Bomb explodes in Colombian capital - Radio Stations

BOGOTA (Reuters) - A suspected car bomb exploded on Thursday in the north of Colombia's capital Bogota outside a main radio station, slightly injuring six people and blowing out windows in a rare urban attack.
Television images showed a damaged bus abandoned on a main avenue and panicked residents in the streets, but police said there were no deaths in the first major bombing since President Juan Manuel Santos took office at the weekend.
"This is a terrorist attack," Santos told reporters at the site of the blast.
Bombings and attacks on Colombian cities have dropped sharply since former President Alvaro Uribe took office in 2002. Violence from the country's war ebbed as Uribe's security campaign battered leftist rebels and drug traffickers.
The main anchorman of Caracol, one of the country's major radio stations, has received threats from armed groups before and has in the past left Colombia for his safety.

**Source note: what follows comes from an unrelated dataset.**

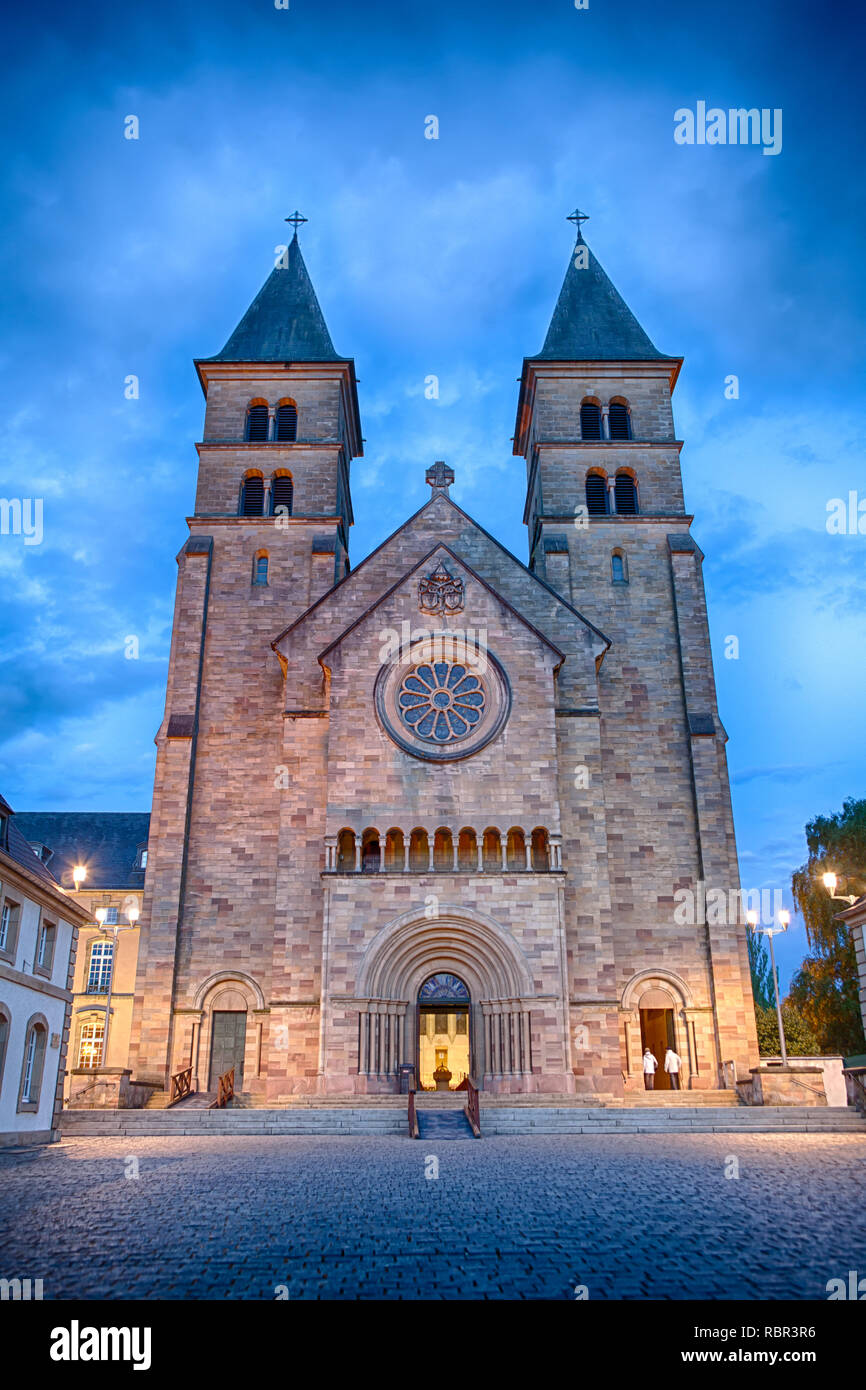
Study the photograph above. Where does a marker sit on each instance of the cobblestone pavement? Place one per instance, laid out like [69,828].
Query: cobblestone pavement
[628,1216]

Windows as high as 30 stories were blasted out in buildings along Bogota's main 7th Avenue and glass was still falling onto the streets after the attack.
"I woke up and my floor and bed were covered in glass," said Mauricio Marentes, 28, a geologist who lives on the fourth floor of a building overlooking the blast site.
Santos pledged to continue Uribe's security campaign and his pro-investment policies that have helped the Andean country overcome the dark days of its conflict when bombings and massacres made daily newspaper headlines.